In Ludhiana’s cinema halls showing
Bhojpuri movies, it is tough to get tickets. In Surat, getting a job is
easier than a train reservation for Bihar or UP. In a cluster of
villages outside Amritsar, most landlords are from UP.
Bade Lal Chaurasia’s father shifted to Ludhiana from Uttar Pradesh, set
up a small paan shop, which is now a landmark. Chaurasia now employs a
chartered accountant to look at his finances (after an Income Tax raid).
This migrant story is now repeated many times over all over the country
and — sorry to disappoint Raj Thackeray — these people are are
not headed for cities like Delhi, Mumbai, Kolkata and Chennai. Their
destination is a Category-II city or town like Ludhiana, Surat or
Kochi. The pace is lot less hectic, there are plenty of jobs going
around — they feel wanted — and they are relatively free of idle
xenophobes.
This trend was first recorded during 1991. Now, of course, it is
official that some of India’s second-rung cities are the new hot
destinations at a time when in-migration is consistently slowing down
in most metros. Delhi and Bangalore are exceptions to that trend. But
Mumbai and Kolkatta, two of India’s top destinations of the Fifties and
Sixties, are falling behind.

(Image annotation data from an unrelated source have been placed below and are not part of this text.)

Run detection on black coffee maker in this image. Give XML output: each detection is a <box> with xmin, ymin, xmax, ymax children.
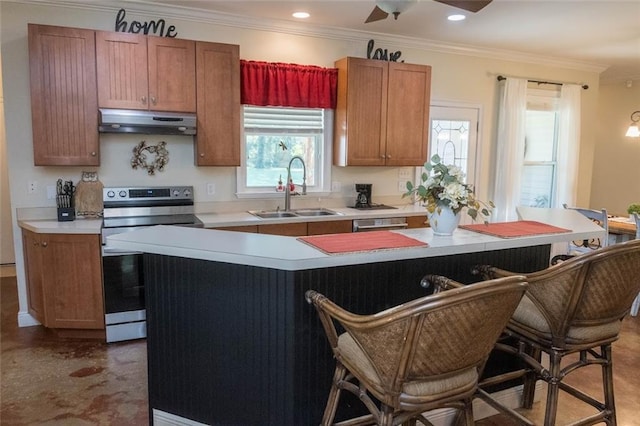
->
<box><xmin>355</xmin><ymin>183</ymin><xmax>373</xmax><ymax>208</ymax></box>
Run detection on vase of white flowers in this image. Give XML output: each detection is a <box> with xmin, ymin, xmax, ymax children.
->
<box><xmin>403</xmin><ymin>154</ymin><xmax>495</xmax><ymax>235</ymax></box>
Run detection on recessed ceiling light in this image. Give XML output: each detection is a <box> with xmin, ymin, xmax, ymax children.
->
<box><xmin>447</xmin><ymin>15</ymin><xmax>467</xmax><ymax>21</ymax></box>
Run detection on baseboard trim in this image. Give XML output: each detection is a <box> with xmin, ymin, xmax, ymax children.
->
<box><xmin>18</xmin><ymin>312</ymin><xmax>40</xmax><ymax>327</ymax></box>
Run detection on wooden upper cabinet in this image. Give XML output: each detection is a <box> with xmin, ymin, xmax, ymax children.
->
<box><xmin>28</xmin><ymin>24</ymin><xmax>100</xmax><ymax>166</ymax></box>
<box><xmin>334</xmin><ymin>58</ymin><xmax>431</xmax><ymax>166</ymax></box>
<box><xmin>195</xmin><ymin>41</ymin><xmax>241</xmax><ymax>166</ymax></box>
<box><xmin>96</xmin><ymin>31</ymin><xmax>196</xmax><ymax>112</ymax></box>
<box><xmin>22</xmin><ymin>229</ymin><xmax>104</xmax><ymax>330</ymax></box>
<box><xmin>96</xmin><ymin>31</ymin><xmax>149</xmax><ymax>110</ymax></box>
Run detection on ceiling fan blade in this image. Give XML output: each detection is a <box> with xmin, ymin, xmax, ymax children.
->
<box><xmin>364</xmin><ymin>6</ymin><xmax>389</xmax><ymax>24</ymax></box>
<box><xmin>434</xmin><ymin>0</ymin><xmax>492</xmax><ymax>13</ymax></box>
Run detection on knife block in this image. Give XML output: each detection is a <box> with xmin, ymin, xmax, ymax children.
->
<box><xmin>58</xmin><ymin>207</ymin><xmax>76</xmax><ymax>222</ymax></box>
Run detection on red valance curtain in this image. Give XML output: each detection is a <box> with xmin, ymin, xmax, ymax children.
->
<box><xmin>240</xmin><ymin>60</ymin><xmax>338</xmax><ymax>109</ymax></box>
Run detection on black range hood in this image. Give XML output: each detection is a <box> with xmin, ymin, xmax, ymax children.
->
<box><xmin>98</xmin><ymin>108</ymin><xmax>196</xmax><ymax>136</ymax></box>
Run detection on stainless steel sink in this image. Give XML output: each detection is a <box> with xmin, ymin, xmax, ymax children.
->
<box><xmin>249</xmin><ymin>208</ymin><xmax>340</xmax><ymax>219</ymax></box>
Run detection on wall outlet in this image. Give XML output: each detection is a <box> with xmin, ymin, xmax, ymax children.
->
<box><xmin>398</xmin><ymin>167</ymin><xmax>412</xmax><ymax>180</ymax></box>
<box><xmin>47</xmin><ymin>185</ymin><xmax>56</xmax><ymax>200</ymax></box>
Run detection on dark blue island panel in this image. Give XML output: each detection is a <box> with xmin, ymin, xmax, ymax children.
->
<box><xmin>144</xmin><ymin>245</ymin><xmax>550</xmax><ymax>426</ymax></box>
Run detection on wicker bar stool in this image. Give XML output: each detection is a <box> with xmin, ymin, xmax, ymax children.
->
<box><xmin>474</xmin><ymin>240</ymin><xmax>640</xmax><ymax>426</ymax></box>
<box><xmin>305</xmin><ymin>276</ymin><xmax>526</xmax><ymax>426</ymax></box>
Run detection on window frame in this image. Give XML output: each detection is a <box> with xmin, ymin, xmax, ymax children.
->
<box><xmin>236</xmin><ymin>105</ymin><xmax>334</xmax><ymax>199</ymax></box>
<box><xmin>519</xmin><ymin>88</ymin><xmax>560</xmax><ymax>208</ymax></box>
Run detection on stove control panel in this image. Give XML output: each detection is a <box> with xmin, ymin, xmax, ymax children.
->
<box><xmin>102</xmin><ymin>186</ymin><xmax>193</xmax><ymax>202</ymax></box>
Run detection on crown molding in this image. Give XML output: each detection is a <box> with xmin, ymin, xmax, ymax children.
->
<box><xmin>13</xmin><ymin>0</ymin><xmax>608</xmax><ymax>73</ymax></box>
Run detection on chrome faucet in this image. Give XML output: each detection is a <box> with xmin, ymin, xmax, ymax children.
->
<box><xmin>284</xmin><ymin>155</ymin><xmax>307</xmax><ymax>212</ymax></box>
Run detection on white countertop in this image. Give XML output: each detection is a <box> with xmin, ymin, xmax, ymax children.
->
<box><xmin>18</xmin><ymin>218</ymin><xmax>102</xmax><ymax>234</ymax></box>
<box><xmin>108</xmin><ymin>208</ymin><xmax>604</xmax><ymax>270</ymax></box>
<box><xmin>18</xmin><ymin>204</ymin><xmax>426</xmax><ymax>234</ymax></box>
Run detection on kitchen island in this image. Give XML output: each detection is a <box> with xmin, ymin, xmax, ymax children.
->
<box><xmin>110</xmin><ymin>209</ymin><xmax>604</xmax><ymax>426</ymax></box>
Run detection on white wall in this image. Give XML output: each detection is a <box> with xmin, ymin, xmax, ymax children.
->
<box><xmin>0</xmin><ymin>1</ymin><xmax>600</xmax><ymax>326</ymax></box>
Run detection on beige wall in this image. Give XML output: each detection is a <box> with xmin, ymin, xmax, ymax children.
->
<box><xmin>590</xmin><ymin>80</ymin><xmax>640</xmax><ymax>215</ymax></box>
<box><xmin>0</xmin><ymin>1</ymin><xmax>601</xmax><ymax>326</ymax></box>
<box><xmin>0</xmin><ymin>58</ymin><xmax>16</xmax><ymax>265</ymax></box>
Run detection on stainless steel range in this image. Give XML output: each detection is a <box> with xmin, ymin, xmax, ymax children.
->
<box><xmin>102</xmin><ymin>186</ymin><xmax>202</xmax><ymax>342</ymax></box>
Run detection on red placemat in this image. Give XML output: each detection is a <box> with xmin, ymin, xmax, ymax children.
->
<box><xmin>298</xmin><ymin>231</ymin><xmax>428</xmax><ymax>254</ymax></box>
<box><xmin>460</xmin><ymin>220</ymin><xmax>571</xmax><ymax>238</ymax></box>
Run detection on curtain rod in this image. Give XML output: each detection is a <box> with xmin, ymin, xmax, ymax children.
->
<box><xmin>497</xmin><ymin>75</ymin><xmax>589</xmax><ymax>90</ymax></box>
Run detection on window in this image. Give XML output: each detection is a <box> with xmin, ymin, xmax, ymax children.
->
<box><xmin>520</xmin><ymin>90</ymin><xmax>559</xmax><ymax>207</ymax></box>
<box><xmin>238</xmin><ymin>105</ymin><xmax>332</xmax><ymax>196</ymax></box>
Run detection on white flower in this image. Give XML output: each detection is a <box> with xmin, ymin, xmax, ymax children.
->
<box><xmin>403</xmin><ymin>155</ymin><xmax>494</xmax><ymax>222</ymax></box>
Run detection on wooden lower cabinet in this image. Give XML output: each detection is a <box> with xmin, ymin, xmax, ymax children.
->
<box><xmin>22</xmin><ymin>230</ymin><xmax>104</xmax><ymax>329</ymax></box>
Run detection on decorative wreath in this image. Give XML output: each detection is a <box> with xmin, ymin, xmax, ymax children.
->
<box><xmin>131</xmin><ymin>141</ymin><xmax>169</xmax><ymax>175</ymax></box>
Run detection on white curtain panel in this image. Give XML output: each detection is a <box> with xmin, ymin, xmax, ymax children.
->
<box><xmin>555</xmin><ymin>84</ymin><xmax>582</xmax><ymax>206</ymax></box>
<box><xmin>493</xmin><ymin>77</ymin><xmax>527</xmax><ymax>222</ymax></box>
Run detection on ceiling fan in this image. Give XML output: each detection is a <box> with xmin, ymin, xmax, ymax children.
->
<box><xmin>364</xmin><ymin>0</ymin><xmax>492</xmax><ymax>24</ymax></box>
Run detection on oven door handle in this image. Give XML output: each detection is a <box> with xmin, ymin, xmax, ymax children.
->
<box><xmin>102</xmin><ymin>247</ymin><xmax>142</xmax><ymax>257</ymax></box>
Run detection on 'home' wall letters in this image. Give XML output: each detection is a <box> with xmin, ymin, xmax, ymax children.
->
<box><xmin>116</xmin><ymin>9</ymin><xmax>178</xmax><ymax>38</ymax></box>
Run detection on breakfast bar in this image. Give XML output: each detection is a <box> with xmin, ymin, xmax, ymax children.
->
<box><xmin>109</xmin><ymin>208</ymin><xmax>604</xmax><ymax>425</ymax></box>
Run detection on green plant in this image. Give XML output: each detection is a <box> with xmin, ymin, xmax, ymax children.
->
<box><xmin>627</xmin><ymin>204</ymin><xmax>640</xmax><ymax>214</ymax></box>
<box><xmin>402</xmin><ymin>154</ymin><xmax>495</xmax><ymax>223</ymax></box>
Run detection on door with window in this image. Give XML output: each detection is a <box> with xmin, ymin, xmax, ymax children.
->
<box><xmin>428</xmin><ymin>105</ymin><xmax>480</xmax><ymax>224</ymax></box>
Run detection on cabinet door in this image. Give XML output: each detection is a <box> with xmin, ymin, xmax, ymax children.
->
<box><xmin>22</xmin><ymin>230</ymin><xmax>46</xmax><ymax>324</ymax></box>
<box><xmin>195</xmin><ymin>42</ymin><xmax>241</xmax><ymax>166</ymax></box>
<box><xmin>29</xmin><ymin>24</ymin><xmax>100</xmax><ymax>166</ymax></box>
<box><xmin>40</xmin><ymin>234</ymin><xmax>104</xmax><ymax>329</ymax></box>
<box><xmin>334</xmin><ymin>58</ymin><xmax>388</xmax><ymax>166</ymax></box>
<box><xmin>147</xmin><ymin>37</ymin><xmax>196</xmax><ymax>112</ymax></box>
<box><xmin>386</xmin><ymin>62</ymin><xmax>431</xmax><ymax>166</ymax></box>
<box><xmin>96</xmin><ymin>31</ymin><xmax>149</xmax><ymax>110</ymax></box>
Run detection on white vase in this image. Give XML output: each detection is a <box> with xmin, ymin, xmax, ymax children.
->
<box><xmin>427</xmin><ymin>206</ymin><xmax>460</xmax><ymax>235</ymax></box>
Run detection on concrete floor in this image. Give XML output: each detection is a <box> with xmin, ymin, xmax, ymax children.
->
<box><xmin>0</xmin><ymin>266</ymin><xmax>640</xmax><ymax>426</ymax></box>
<box><xmin>0</xmin><ymin>272</ymin><xmax>149</xmax><ymax>426</ymax></box>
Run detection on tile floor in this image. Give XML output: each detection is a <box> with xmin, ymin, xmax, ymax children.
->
<box><xmin>0</xmin><ymin>266</ymin><xmax>640</xmax><ymax>426</ymax></box>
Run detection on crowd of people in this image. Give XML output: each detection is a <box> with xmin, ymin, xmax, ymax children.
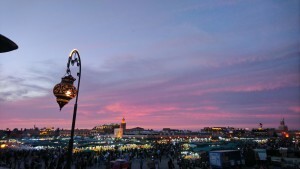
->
<box><xmin>0</xmin><ymin>137</ymin><xmax>298</xmax><ymax>169</ymax></box>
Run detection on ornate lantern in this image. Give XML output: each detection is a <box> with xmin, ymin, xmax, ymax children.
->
<box><xmin>53</xmin><ymin>75</ymin><xmax>77</xmax><ymax>110</ymax></box>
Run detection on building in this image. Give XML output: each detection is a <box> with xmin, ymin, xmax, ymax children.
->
<box><xmin>114</xmin><ymin>117</ymin><xmax>126</xmax><ymax>138</ymax></box>
<box><xmin>91</xmin><ymin>123</ymin><xmax>120</xmax><ymax>135</ymax></box>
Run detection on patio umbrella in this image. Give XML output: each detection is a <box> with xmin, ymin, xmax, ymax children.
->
<box><xmin>0</xmin><ymin>34</ymin><xmax>18</xmax><ymax>53</ymax></box>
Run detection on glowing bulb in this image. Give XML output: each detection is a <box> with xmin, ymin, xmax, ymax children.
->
<box><xmin>66</xmin><ymin>90</ymin><xmax>72</xmax><ymax>96</ymax></box>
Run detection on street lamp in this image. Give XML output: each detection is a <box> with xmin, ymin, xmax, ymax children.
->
<box><xmin>53</xmin><ymin>49</ymin><xmax>81</xmax><ymax>169</ymax></box>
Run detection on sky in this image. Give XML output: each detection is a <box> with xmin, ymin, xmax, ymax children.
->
<box><xmin>0</xmin><ymin>0</ymin><xmax>300</xmax><ymax>130</ymax></box>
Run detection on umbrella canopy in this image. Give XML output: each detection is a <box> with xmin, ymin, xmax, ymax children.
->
<box><xmin>0</xmin><ymin>34</ymin><xmax>18</xmax><ymax>53</ymax></box>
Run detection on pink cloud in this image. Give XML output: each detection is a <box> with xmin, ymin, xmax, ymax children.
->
<box><xmin>289</xmin><ymin>106</ymin><xmax>300</xmax><ymax>113</ymax></box>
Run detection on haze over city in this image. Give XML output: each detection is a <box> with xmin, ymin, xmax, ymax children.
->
<box><xmin>0</xmin><ymin>0</ymin><xmax>300</xmax><ymax>130</ymax></box>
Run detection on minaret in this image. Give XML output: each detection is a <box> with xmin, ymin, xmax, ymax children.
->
<box><xmin>120</xmin><ymin>117</ymin><xmax>126</xmax><ymax>132</ymax></box>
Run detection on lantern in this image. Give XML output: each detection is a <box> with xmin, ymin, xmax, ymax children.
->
<box><xmin>53</xmin><ymin>75</ymin><xmax>77</xmax><ymax>110</ymax></box>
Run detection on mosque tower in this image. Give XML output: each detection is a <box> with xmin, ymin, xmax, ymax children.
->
<box><xmin>120</xmin><ymin>117</ymin><xmax>126</xmax><ymax>132</ymax></box>
<box><xmin>278</xmin><ymin>118</ymin><xmax>289</xmax><ymax>132</ymax></box>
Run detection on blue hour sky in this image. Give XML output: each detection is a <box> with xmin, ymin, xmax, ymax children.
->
<box><xmin>0</xmin><ymin>0</ymin><xmax>300</xmax><ymax>130</ymax></box>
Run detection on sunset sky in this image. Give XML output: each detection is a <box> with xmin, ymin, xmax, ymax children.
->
<box><xmin>0</xmin><ymin>0</ymin><xmax>300</xmax><ymax>130</ymax></box>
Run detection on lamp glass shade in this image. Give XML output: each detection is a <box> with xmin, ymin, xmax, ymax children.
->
<box><xmin>53</xmin><ymin>75</ymin><xmax>77</xmax><ymax>110</ymax></box>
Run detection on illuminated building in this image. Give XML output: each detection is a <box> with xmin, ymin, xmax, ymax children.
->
<box><xmin>114</xmin><ymin>117</ymin><xmax>126</xmax><ymax>138</ymax></box>
<box><xmin>278</xmin><ymin>118</ymin><xmax>289</xmax><ymax>132</ymax></box>
<box><xmin>120</xmin><ymin>117</ymin><xmax>126</xmax><ymax>131</ymax></box>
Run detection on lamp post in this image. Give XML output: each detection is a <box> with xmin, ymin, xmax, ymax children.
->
<box><xmin>53</xmin><ymin>49</ymin><xmax>81</xmax><ymax>169</ymax></box>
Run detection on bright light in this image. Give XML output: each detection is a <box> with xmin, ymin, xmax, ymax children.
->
<box><xmin>66</xmin><ymin>90</ymin><xmax>72</xmax><ymax>96</ymax></box>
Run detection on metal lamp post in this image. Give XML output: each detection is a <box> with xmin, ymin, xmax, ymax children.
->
<box><xmin>53</xmin><ymin>49</ymin><xmax>81</xmax><ymax>169</ymax></box>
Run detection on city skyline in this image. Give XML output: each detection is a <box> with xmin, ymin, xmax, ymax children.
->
<box><xmin>0</xmin><ymin>0</ymin><xmax>300</xmax><ymax>130</ymax></box>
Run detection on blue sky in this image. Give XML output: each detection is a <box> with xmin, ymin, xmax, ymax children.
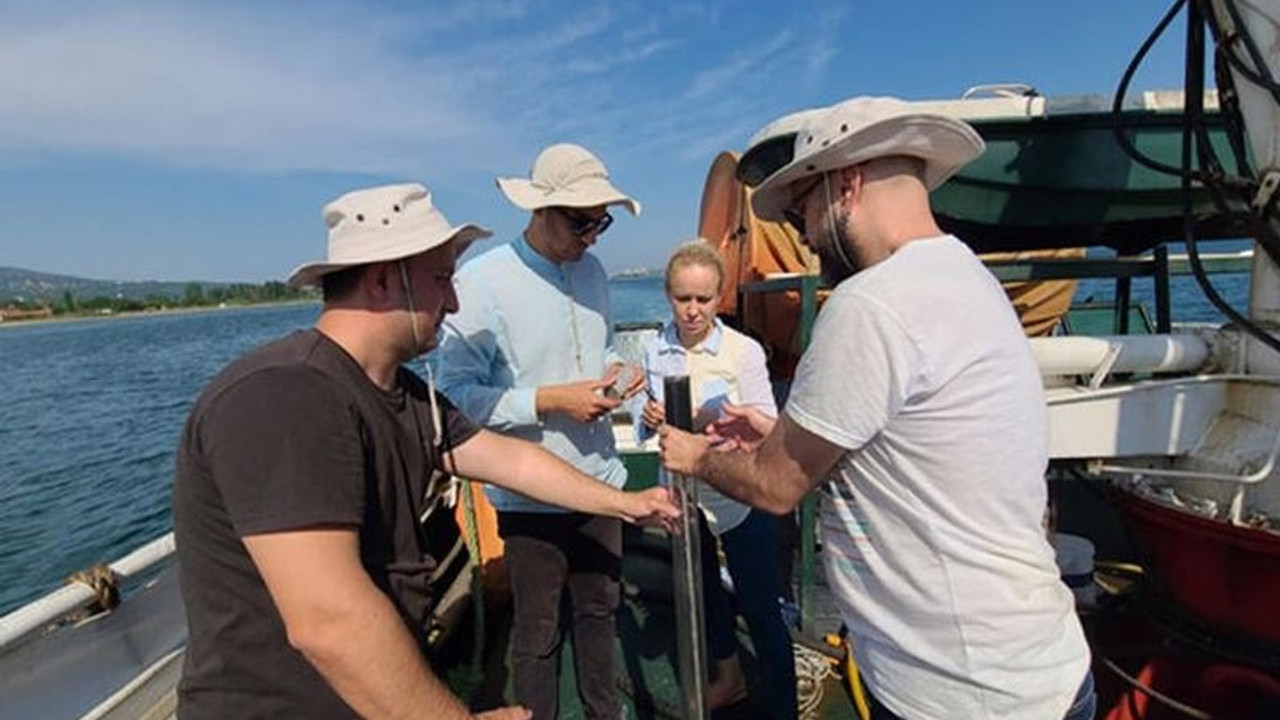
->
<box><xmin>0</xmin><ymin>0</ymin><xmax>1181</xmax><ymax>282</ymax></box>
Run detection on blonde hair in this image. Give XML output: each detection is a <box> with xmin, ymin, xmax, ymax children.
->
<box><xmin>663</xmin><ymin>237</ymin><xmax>724</xmax><ymax>293</ymax></box>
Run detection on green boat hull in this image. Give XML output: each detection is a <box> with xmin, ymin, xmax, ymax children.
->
<box><xmin>932</xmin><ymin>110</ymin><xmax>1248</xmax><ymax>255</ymax></box>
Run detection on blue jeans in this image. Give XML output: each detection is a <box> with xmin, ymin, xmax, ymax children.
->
<box><xmin>867</xmin><ymin>671</ymin><xmax>1098</xmax><ymax>720</ymax></box>
<box><xmin>699</xmin><ymin>510</ymin><xmax>797</xmax><ymax>720</ymax></box>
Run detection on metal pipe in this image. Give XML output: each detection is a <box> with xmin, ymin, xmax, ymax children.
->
<box><xmin>0</xmin><ymin>533</ymin><xmax>175</xmax><ymax>651</ymax></box>
<box><xmin>663</xmin><ymin>375</ymin><xmax>707</xmax><ymax>720</ymax></box>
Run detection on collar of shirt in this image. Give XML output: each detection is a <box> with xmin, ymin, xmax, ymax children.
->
<box><xmin>659</xmin><ymin>318</ymin><xmax>724</xmax><ymax>355</ymax></box>
<box><xmin>511</xmin><ymin>234</ymin><xmax>586</xmax><ymax>278</ymax></box>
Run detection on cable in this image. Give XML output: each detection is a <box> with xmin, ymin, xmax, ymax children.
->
<box><xmin>1177</xmin><ymin>0</ymin><xmax>1280</xmax><ymax>352</ymax></box>
<box><xmin>1098</xmin><ymin>655</ymin><xmax>1213</xmax><ymax>720</ymax></box>
<box><xmin>1111</xmin><ymin>0</ymin><xmax>1187</xmax><ymax>176</ymax></box>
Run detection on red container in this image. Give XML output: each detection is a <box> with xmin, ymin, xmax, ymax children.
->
<box><xmin>1102</xmin><ymin>656</ymin><xmax>1280</xmax><ymax>720</ymax></box>
<box><xmin>1119</xmin><ymin>492</ymin><xmax>1280</xmax><ymax>643</ymax></box>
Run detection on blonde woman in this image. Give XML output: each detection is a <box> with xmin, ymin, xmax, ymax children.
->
<box><xmin>636</xmin><ymin>240</ymin><xmax>796</xmax><ymax>720</ymax></box>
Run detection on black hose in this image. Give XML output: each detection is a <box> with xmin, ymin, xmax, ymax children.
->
<box><xmin>1180</xmin><ymin>3</ymin><xmax>1280</xmax><ymax>352</ymax></box>
<box><xmin>1111</xmin><ymin>0</ymin><xmax>1198</xmax><ymax>179</ymax></box>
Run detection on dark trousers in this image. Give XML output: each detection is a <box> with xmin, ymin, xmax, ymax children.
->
<box><xmin>699</xmin><ymin>510</ymin><xmax>797</xmax><ymax>720</ymax></box>
<box><xmin>498</xmin><ymin>512</ymin><xmax>622</xmax><ymax>720</ymax></box>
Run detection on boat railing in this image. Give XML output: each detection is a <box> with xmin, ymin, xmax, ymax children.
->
<box><xmin>0</xmin><ymin>533</ymin><xmax>175</xmax><ymax>655</ymax></box>
<box><xmin>739</xmin><ymin>245</ymin><xmax>1254</xmax><ymax>629</ymax></box>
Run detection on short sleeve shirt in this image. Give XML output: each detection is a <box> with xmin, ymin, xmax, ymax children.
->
<box><xmin>174</xmin><ymin>331</ymin><xmax>477</xmax><ymax>720</ymax></box>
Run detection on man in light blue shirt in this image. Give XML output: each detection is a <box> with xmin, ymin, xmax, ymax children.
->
<box><xmin>431</xmin><ymin>143</ymin><xmax>644</xmax><ymax>720</ymax></box>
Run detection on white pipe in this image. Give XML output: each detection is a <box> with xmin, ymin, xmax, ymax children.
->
<box><xmin>0</xmin><ymin>533</ymin><xmax>175</xmax><ymax>651</ymax></box>
<box><xmin>1030</xmin><ymin>334</ymin><xmax>1210</xmax><ymax>375</ymax></box>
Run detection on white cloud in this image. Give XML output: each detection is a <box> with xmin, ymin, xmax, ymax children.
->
<box><xmin>0</xmin><ymin>0</ymin><xmax>849</xmax><ymax>184</ymax></box>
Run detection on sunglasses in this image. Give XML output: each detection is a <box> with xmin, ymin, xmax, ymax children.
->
<box><xmin>782</xmin><ymin>173</ymin><xmax>827</xmax><ymax>236</ymax></box>
<box><xmin>557</xmin><ymin>208</ymin><xmax>613</xmax><ymax>237</ymax></box>
<box><xmin>735</xmin><ymin>132</ymin><xmax>796</xmax><ymax>188</ymax></box>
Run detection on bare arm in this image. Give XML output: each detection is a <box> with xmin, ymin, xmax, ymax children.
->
<box><xmin>453</xmin><ymin>430</ymin><xmax>680</xmax><ymax>523</ymax></box>
<box><xmin>659</xmin><ymin>414</ymin><xmax>846</xmax><ymax>514</ymax></box>
<box><xmin>244</xmin><ymin>528</ymin><xmax>529</xmax><ymax>720</ymax></box>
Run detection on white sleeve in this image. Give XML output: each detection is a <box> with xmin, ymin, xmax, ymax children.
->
<box><xmin>786</xmin><ymin>293</ymin><xmax>922</xmax><ymax>450</ymax></box>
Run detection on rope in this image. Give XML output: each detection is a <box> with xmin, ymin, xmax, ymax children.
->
<box><xmin>792</xmin><ymin>644</ymin><xmax>835</xmax><ymax>720</ymax></box>
<box><xmin>67</xmin><ymin>564</ymin><xmax>120</xmax><ymax>620</ymax></box>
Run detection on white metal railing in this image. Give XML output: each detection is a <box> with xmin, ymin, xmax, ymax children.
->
<box><xmin>0</xmin><ymin>533</ymin><xmax>177</xmax><ymax>652</ymax></box>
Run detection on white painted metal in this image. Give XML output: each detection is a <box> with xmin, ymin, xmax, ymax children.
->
<box><xmin>1030</xmin><ymin>334</ymin><xmax>1210</xmax><ymax>387</ymax></box>
<box><xmin>1048</xmin><ymin>375</ymin><xmax>1228</xmax><ymax>460</ymax></box>
<box><xmin>0</xmin><ymin>533</ymin><xmax>175</xmax><ymax>652</ymax></box>
<box><xmin>81</xmin><ymin>648</ymin><xmax>187</xmax><ymax>720</ymax></box>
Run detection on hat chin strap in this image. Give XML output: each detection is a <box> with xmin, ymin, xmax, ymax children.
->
<box><xmin>822</xmin><ymin>170</ymin><xmax>858</xmax><ymax>273</ymax></box>
<box><xmin>397</xmin><ymin>260</ymin><xmax>444</xmax><ymax>446</ymax></box>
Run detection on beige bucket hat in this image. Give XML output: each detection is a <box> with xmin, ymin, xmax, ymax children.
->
<box><xmin>498</xmin><ymin>142</ymin><xmax>640</xmax><ymax>215</ymax></box>
<box><xmin>288</xmin><ymin>183</ymin><xmax>493</xmax><ymax>287</ymax></box>
<box><xmin>742</xmin><ymin>97</ymin><xmax>986</xmax><ymax>220</ymax></box>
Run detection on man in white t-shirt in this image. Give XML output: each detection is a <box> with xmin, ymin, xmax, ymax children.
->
<box><xmin>662</xmin><ymin>97</ymin><xmax>1096</xmax><ymax>720</ymax></box>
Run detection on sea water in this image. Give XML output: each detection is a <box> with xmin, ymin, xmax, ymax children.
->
<box><xmin>0</xmin><ymin>269</ymin><xmax>1247</xmax><ymax>614</ymax></box>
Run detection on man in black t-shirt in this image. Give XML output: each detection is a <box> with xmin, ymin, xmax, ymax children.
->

And if Thackeray continues to act tough,
Mumbai may drop completely.
In places like Kochi, Ludhiana and Surat, the percentages of
in-migrants are higher than the population growths. The Census of India
figures of in-migration as a percentage of decennial growth have been a
staggering 77.7 per cent in Kochi, 75.2 per cent in Ludhiana, 67.3 per
cent in Surat and Nasik. The big daddies scored between 37 and 49 per
cent: Kolkata at 37.5 per cent, Hyderabad at 41.9 per cent, Chennai at
43.4 per cent, Delhi at 48.3 per cent and Bangalore at 48.9 per cent.
Even Greater Mumbai’s in-migration, the highest among metros at 66 per
cent of its decennial growth, has been significantly lower than some
second rung cities.
Ludhiana already has three migrants as municipal councillors and many
locals fear that one day a migrant could easily represent this
quintessentially Punjabi city in Parliament. The metro cities are also
behind second rung cities in terms of their exponential growth rates,
which factors the presence of already-settled migrants in normal growth
rates. Kolkata, Mumbai, Chennai and Hyderabad are growing at 1.8 per
cent and 2.6 per cent. (Delhi and Bangalore buck the trend at 4.1 and
3.2 per cent).
In sharp contrast, Surat is growing at 6.16 per cent, Pune at 4.1 per
cent, Gandhinagar at 4.7 per cent and Chandigarh at 3.42 per cent.
Average annual growth rates of Patna and Lucknow, the capital cities of
the two states being blamed for Mumbai’s influx, are also much higher
at 3.0 and 4.7 per cent, according to Census figures.
The main concern of policy experts is not that the volume of migration
in the country is high. It is the exact opposite. Professor Amitabh
Kundu of JNU believes that the slowing countrywide migration rate
should be a cause for worry. The percentage of migrants through the
decades has fallen from 15 per cent of the total population of the
country in 1961 to 9.5 per cent in 2001. At present the highest form of
migration is rural-rural (53.35 per cent) where Bihar tops the list
with 79.9 per cent people moving from one village to another.
Population expert Om Mathur of the National Institute of Public Finance
and Policy believes that the dip in India’s rural-urban migration is
for the short term and is bound to pick up in the years to come.